Nos concentramos, portanto, naqueles contextos em que se percebe a produção de um lócus fraturado, próximo ao que propõe Maria LUGONES (2008; 2014). De fato, o processo de colonização inventou os colonizados, reduzindo-os a “seres primitivos, menos que humanos, possuídos satanicamente, infantis, agressivamente sexuais” (LUGONES, 2014, p. 941). Não obstante, a autora persegue as resistências que se dão no lócus fraturado da diferença colonial. Lugones aponta, assim, para sujeitos “plenamente informados” do contexto que estão a vivenciar, aonde irão não apenas responder e resistir, mas, também, assumir e acomodar os invasores hostis (LUGONES, 2014, p. 942). Esta proposta é inspiradora para compreendermos Guiraverá e os regimes de sociabilidades indígenas, de forma ampla, frente à expansão da masculinidade ocidental em conflito com categorias indígenas.
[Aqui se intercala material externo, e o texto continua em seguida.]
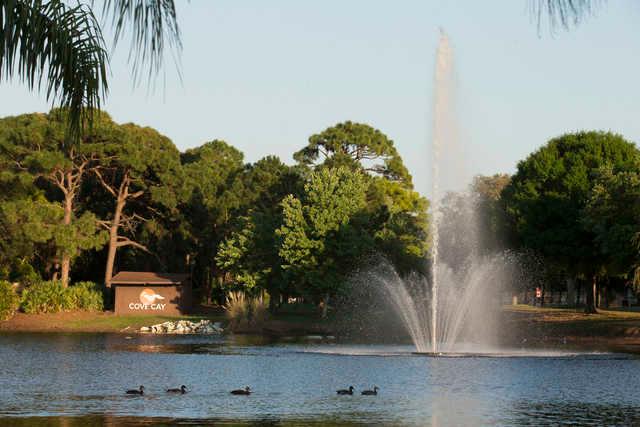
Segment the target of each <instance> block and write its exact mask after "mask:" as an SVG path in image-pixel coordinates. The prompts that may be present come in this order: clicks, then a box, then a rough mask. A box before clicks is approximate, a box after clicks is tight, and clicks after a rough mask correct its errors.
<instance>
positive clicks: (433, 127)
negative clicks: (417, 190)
mask: <svg viewBox="0 0 640 427" xmlns="http://www.w3.org/2000/svg"><path fill="white" fill-rule="evenodd" d="M452 75H453V55H452V52H451V47H450V44H449V38H448V37H447V35H446V34H445V32H444V31H443V30H442V28H441V29H440V42H439V43H438V49H437V51H436V64H435V82H434V83H435V84H434V88H435V96H434V104H433V139H432V159H431V165H432V166H431V167H432V170H431V203H432V204H431V212H432V217H431V238H432V242H431V244H432V246H431V351H433V352H434V353H435V352H437V351H438V285H439V282H438V268H437V267H438V243H439V240H440V239H439V237H440V235H439V224H440V198H441V196H440V189H439V184H440V171H439V165H440V149H441V146H442V144H443V143H444V141H445V140H446V139H447V137H448V133H449V132H448V126H449V123H450V120H451V118H450V117H449V116H450V114H451V102H452V100H451V82H452Z"/></svg>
Esta fratura reside em duas categorias conceituais: a primeira, o corpo entendido enquanto expressão ontológica uma vez que “os regimes de socialidade indígena se assentam sobre os corpos e os processos corporais” (Cecilia MCCALLUM, 2013) e “imaginado, em todos os sentidos possíveis da palavra, pela sociedade” (Eduardo VIVEIROS DE CASTRO, 2011, p. 72). Entende-se, portanto, que os corpos fraturados aqui estudados foram o meio pelo qual se tornou possível a diversos indivíduos e coletivos indígenas ingressarem no mundo colonial a partir de seu redimensionamento - de fato, apesar da impressão causada inicialmente, noções de gênero coloniais não parecem ter se desenvolvido somente a partir de imposição colonizadora aos corpos ameríndios, mas, como sugere o transe de Guiraverá, também dos interesses dos próprios; a segunda, a categoria indígena de ‘maestria’ proposta por Carlos FAUSTO (2008), uma vez que os jesuítas localizaram as questões de gênero que lhes eram caras justamente nos chefes-mestres, esses sujeitos magnificados, ‘donos de tudo’ e cercados por uma família extensa onde uma grande quantidade de homens e mulheres estão reunidos.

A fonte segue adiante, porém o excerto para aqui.